For months before I launched 5KMVP, I had been running experiments on Hacker News.

Part of the experiment was to validate my thesis.

Thesis: At some fixed price point, people are willing to invest in building an MVP.

After getting some leads (and projects), over the space of a few months, from HN and talking to many people (from Twitter and HN), a few things jumped out at me.

  1. The $5K price point is perfect for what I want to do. It is high enough to weed out people that would likely not value what I bring to the table. It is low enough to reduce friction to get potential customers to say ‘Yes’. It also provides the perfect jumping off point for larger projects. I tried other price points too, from $3K to $7K to $10K. $5K works best for MVPs.
  2. Fixed budget & timeline work well - leaving variable scope (to be negotiated with the client). Given that this is an MVP, that works well - because the focus should be on the core ‘viable product’ portion of the MVP. So bells & whistles need to be cut.
  3. Targeting customers that know what an MVP is, also helps to improve the quality of clients I interact with. They don’t want a web page that their cousin’s son-in-law’s first cousin can build for them, when s(he) is not fixing computers. They want helping figuring out what is their MVP and how should they build it.
These realizations gave me the confidence to setup a landing page for a service dedicated to building minimum viable products.
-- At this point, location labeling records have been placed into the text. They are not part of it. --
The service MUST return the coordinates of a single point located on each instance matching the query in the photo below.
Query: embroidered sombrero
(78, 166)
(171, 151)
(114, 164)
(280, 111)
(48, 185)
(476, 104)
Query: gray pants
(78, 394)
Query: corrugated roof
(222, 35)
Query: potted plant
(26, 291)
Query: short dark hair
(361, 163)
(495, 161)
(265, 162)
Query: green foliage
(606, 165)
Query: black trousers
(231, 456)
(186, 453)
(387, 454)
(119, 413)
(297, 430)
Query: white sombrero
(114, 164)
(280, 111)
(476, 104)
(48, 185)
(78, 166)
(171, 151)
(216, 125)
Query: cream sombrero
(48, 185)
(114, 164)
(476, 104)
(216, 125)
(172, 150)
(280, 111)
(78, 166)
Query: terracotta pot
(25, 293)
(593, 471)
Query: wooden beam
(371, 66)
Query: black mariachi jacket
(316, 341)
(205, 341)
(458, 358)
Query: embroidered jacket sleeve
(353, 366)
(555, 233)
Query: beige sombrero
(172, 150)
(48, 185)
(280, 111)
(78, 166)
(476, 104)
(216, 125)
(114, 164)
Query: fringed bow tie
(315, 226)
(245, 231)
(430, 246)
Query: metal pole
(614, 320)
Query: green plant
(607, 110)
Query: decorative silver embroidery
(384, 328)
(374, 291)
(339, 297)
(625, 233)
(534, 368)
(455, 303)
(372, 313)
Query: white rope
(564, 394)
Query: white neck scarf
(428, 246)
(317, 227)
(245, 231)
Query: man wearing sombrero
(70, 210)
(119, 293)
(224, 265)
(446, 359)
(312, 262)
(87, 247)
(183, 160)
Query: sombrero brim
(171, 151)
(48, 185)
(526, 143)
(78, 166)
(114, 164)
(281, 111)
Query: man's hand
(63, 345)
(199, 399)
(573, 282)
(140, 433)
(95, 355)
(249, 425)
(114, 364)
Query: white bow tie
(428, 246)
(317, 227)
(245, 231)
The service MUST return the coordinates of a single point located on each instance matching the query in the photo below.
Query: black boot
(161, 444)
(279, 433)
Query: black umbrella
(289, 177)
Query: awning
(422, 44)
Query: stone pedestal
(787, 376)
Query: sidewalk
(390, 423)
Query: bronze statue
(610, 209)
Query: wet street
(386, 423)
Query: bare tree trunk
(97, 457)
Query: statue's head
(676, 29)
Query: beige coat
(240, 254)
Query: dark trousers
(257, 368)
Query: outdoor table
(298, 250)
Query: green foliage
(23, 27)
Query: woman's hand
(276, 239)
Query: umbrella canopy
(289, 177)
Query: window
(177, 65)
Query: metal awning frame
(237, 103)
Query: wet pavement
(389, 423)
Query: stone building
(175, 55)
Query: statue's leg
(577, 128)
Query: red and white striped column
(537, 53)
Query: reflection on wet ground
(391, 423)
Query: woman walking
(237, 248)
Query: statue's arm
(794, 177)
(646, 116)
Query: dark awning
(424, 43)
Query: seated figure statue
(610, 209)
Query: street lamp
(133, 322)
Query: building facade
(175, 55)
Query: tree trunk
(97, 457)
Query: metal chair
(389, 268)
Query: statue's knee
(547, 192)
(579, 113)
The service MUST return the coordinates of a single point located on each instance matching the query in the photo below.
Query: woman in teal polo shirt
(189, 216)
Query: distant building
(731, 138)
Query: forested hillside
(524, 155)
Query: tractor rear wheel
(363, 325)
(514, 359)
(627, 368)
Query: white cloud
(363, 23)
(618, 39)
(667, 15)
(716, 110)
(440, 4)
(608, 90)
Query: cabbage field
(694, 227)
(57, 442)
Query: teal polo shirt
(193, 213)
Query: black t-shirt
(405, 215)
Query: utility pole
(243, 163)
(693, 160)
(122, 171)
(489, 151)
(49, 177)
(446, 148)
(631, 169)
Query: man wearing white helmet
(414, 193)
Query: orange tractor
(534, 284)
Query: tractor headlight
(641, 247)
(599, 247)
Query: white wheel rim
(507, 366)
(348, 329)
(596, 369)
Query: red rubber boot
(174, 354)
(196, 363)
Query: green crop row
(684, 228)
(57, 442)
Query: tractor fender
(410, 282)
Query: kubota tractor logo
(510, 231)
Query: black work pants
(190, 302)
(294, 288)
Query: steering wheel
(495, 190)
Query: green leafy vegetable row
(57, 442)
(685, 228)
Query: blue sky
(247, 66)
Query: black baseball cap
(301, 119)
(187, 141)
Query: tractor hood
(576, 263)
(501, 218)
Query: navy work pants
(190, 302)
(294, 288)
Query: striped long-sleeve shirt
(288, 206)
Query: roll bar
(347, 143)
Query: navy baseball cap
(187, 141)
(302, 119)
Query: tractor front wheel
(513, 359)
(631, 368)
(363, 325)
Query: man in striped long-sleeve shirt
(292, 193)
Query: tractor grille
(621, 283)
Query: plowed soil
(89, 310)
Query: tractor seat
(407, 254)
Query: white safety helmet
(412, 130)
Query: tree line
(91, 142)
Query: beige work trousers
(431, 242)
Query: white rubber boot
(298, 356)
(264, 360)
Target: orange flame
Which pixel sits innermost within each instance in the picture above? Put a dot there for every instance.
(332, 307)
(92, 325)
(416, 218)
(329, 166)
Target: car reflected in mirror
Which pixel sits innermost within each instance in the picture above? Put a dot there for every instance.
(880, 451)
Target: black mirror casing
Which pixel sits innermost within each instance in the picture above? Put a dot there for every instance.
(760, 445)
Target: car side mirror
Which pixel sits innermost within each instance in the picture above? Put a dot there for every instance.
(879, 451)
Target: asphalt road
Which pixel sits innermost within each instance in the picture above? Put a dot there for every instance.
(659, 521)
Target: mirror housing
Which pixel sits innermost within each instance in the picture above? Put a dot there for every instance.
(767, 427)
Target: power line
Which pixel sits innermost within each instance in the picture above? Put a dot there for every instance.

The next decision I had to make was….what will my landing page do? Given that I am a Rails dev, will it be a Rails App? I spoke to a few trusted colleagues and got a variety of responses. Some feedback I got was that I should build a minimalist Rails App that handles the entire engagement (i.e. someone fills out a form, and it pushes that form down a funnel and has all these nice features that allow them to pay easily and keep track of the project as it progresses).

I liked the idea at first, but it didn’t quite sit well with the notion of an MVP. What kept playing in a loop in my head is that I needed to validate the $5K MVP idea before devoting any significant development time to building an app for it.

So I bought a theme from Themeforest (roughly $20) and decided to go meta. Make as minimal an MVP as I can, that validates my hypothesis.

I have one call to action button which is a simple ‘mailto:’ button - that launches your email client. Perfect? No…..but it gets the job done. People that want an MVP built, don’t want to have to interact with a fancy system. They just want the quickest and easiest way to get in touch with me. Email is that way.

I worked on the copy, got my portfolio together and just put it together in a day or 2.

Then, I used Github Pages to host it (free) along with Google Apps (also free) and launched.

Tweeted it, posted on HN, and wrote a guest post on Techcrunch.

I am pleased to announce that it has been validated many times over.

I have gotten multiple projects directly from 5KMVP - at least 1 of which is a multiple of a 5KMVP. It is a multi-phase project that is broken up into manageable chunks. 

The best thing about this experiment is that 5KMVP is proof positive of me eating my own dogfood. It is also a “successful” case study, about correctly deciding what your MVP should be based on what your business goals are.